Informiert wurde das Ratsplenum durch den Bürgermeister auch darüber, dass die Überplanung des Gebiets Ruitäcker-Streitfeld südlich der Molkereistraße durch den Schwandorfer Architekten Thomas Wein erfolgt, mit dem der Markt schon gute Erfahrungen gemacht hat. Wein bekommt dafür 10 000 Euro. Von den 22 Hektar Fläche, die der Bebauungsplan Ruitäcker-Streitfeld behandelt, sind zehn Hektar von den Änderungen betroffen. Nicht betroffen ist hingegen das Gebiet rechts vom Beginn der Molkereistraße, sowie ein Baustoffhändler und andere Betriebe, die sich dort angesiedelt haben.

Anregungen behandelt

Nachdem der Plan bis Mitte September zur öffentlichen Einsichtnahme aufgelegen war, behandelte der Marktrat nun die Anregungen der Träger öffentlicher Belange.
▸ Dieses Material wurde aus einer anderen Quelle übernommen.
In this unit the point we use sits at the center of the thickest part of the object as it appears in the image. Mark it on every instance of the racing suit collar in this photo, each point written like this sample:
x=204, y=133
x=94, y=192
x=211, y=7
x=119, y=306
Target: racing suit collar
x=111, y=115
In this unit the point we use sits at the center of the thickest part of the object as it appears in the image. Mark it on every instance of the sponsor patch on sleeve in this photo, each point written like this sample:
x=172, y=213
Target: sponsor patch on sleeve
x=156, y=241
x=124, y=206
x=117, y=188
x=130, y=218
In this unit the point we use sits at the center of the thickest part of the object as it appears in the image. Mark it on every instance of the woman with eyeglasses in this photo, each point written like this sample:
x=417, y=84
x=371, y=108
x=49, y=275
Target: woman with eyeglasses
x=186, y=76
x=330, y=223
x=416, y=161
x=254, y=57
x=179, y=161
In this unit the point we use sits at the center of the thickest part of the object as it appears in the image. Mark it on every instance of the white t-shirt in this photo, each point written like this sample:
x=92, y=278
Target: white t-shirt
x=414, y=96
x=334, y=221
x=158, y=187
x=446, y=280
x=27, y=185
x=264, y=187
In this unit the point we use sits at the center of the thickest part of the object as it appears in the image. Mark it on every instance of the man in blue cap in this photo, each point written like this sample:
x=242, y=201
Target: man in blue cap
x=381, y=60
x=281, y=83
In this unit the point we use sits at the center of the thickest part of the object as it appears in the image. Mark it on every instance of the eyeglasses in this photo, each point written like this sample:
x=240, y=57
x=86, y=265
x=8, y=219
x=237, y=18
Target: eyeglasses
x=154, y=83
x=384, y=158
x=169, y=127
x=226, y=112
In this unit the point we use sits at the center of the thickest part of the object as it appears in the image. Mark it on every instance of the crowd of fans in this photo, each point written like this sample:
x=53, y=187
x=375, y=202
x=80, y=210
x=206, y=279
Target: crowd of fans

Da es keine gravierenden Einwände gab, wurde die Änderung des Bebauungsplans als Satzung beschlossen; parallel dazu soll der Flächennutzungsplan für die Gegend ebenfalls geändert werden. Es geht darum, dass der Bereich um den Milchhof von einem Gewerbe- in ein Industriegebiet umgewandelt werden soll. Die Vorteile für den expandierenden Betrieb liegen auf der Hand. Unter anderem dürfte er 40 Meter hohe Hochregallager errichten. Am Ende stimmte nur Ratsmitglied Manfred Kurz (CSU) aus Kögl gegen die Planänderungen.